Disini Allah memberikan dua pilihan yang menentukan, Allah berfirman,

فَاذْكُرُونِي أَذْكُرْكُمْ

Maka ingatlah kepada-Ku, Aku pun akan Ingat kepadamu. (QS.al-Baqarah:152)

Jika kita ingin selalu diingat oleh Allah maka jalan satu-satunya adalah menjadikan Allah sebagai sesuatu yang paling berharga dihati kita. Karena sesuatu yang berharga akan selalu disebut dan diingat.

Lalu bagaimana dengan orang-orang yang melupakan Allah?
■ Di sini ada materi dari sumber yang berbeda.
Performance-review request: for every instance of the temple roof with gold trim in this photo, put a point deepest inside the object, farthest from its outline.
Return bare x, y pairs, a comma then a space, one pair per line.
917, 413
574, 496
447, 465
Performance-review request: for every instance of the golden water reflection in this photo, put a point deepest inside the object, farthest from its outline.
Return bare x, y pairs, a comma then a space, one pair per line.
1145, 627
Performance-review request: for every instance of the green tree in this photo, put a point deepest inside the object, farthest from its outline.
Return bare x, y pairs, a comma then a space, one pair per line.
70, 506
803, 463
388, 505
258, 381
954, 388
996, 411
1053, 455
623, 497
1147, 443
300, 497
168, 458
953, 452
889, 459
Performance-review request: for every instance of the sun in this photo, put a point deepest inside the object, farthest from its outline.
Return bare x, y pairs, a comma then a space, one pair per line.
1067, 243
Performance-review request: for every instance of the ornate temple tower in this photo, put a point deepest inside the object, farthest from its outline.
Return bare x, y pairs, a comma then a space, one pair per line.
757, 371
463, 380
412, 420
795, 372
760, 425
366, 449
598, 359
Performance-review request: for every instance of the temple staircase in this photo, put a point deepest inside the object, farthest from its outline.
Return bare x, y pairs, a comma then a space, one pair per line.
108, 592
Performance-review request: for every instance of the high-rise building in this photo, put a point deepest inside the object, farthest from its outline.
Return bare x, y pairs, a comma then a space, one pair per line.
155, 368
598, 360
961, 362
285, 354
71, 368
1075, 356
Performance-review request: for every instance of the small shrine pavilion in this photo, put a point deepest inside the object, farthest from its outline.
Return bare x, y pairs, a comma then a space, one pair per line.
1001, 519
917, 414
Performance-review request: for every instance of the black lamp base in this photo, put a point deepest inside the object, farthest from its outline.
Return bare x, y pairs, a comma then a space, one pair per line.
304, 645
Dalam ayat lain Allah berfirman,

نَسُواْ اللّهَ فَنَسِيَهُمْ

“Mereka telah melupakan kepada Allah, maka Allah Melupakan mereka (pula).” (QS.at-Taubah:67)

Allah telah memberikan pilihan yang begitu simpel. Jika ingin diingat oleh Allah, maka ingatlah Dia selalu. JIka kita melupakan Allah maka kita pun akan dilupakan dan disia-siakan oleh-Nya.

Kini pilihan ada ditangan kita, pilih yang mana?